Though the presence of drummer Jonathan Gill and bassist Oliver Bird lends Gyllyng Street's opening songs “Boats” and “King Friday” expansive character, the intimacy of Duncan's soft whisper remains intact. The first song nicely inaugurates the album with an upwardly rising intensity and searing guitar solo while the second's distinguished by a rich latticework of tremulous and chiming guitars. Subtly cloaked in reverb, Duncan 's ethereal voice works its entrancing magic most powerfully on quieter material like “The Ballad of Century Paul.” The stately “West Coast Profiling” exploits the sonic potential of the full band without overshadowing the haunting vocal melodies that haunt its center. Frankly, the insistent drum attack and dominant piano moves the Songs Of Green Pheasant sound, instrumentally, in the direction of Coldplay though, vocally, there's little commonality between Duncan Sumpner and Chris Martin. Shuddering guitars and Clive Scott's soaring trumpet transport “Alex Drifting Alone” to a dreamy plateau, but what distinguishes the song most is the natural ease with which it organically moves through multiple moods and levels of intensity. Not a moment of the song's eight minutes is wasted; it's as long as it needs to be and not a second longer. Gyllyng Street turns even more picturesque in its closing songs: Sumpner steps aside to allow Julie Cole handle the vocal lead during the pitter-pattering meditation “Fires P.G.R.,” and opts to end the album with an instrumental soundscape, “A Sketch for Maenporth,” which merges willowy guitar atmospherics with field recording elements that evoke a rainy, windswept seaside.

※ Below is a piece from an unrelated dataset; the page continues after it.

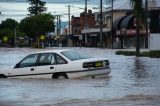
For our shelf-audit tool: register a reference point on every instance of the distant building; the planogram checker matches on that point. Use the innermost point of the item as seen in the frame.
(124, 27)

Compared to Songs Of Green Pheasant's debut, the new album clearly expands upon the group's originating folk-haze sound without sacrificing its distinctive essence. If there's no one song on Gyllyng Street that captivates as powerfully as the debut's “I Am Daylights,” the new album not only succeeds as a complete work that's consistently strong but is also refreshingly irony-free and sincere in tone.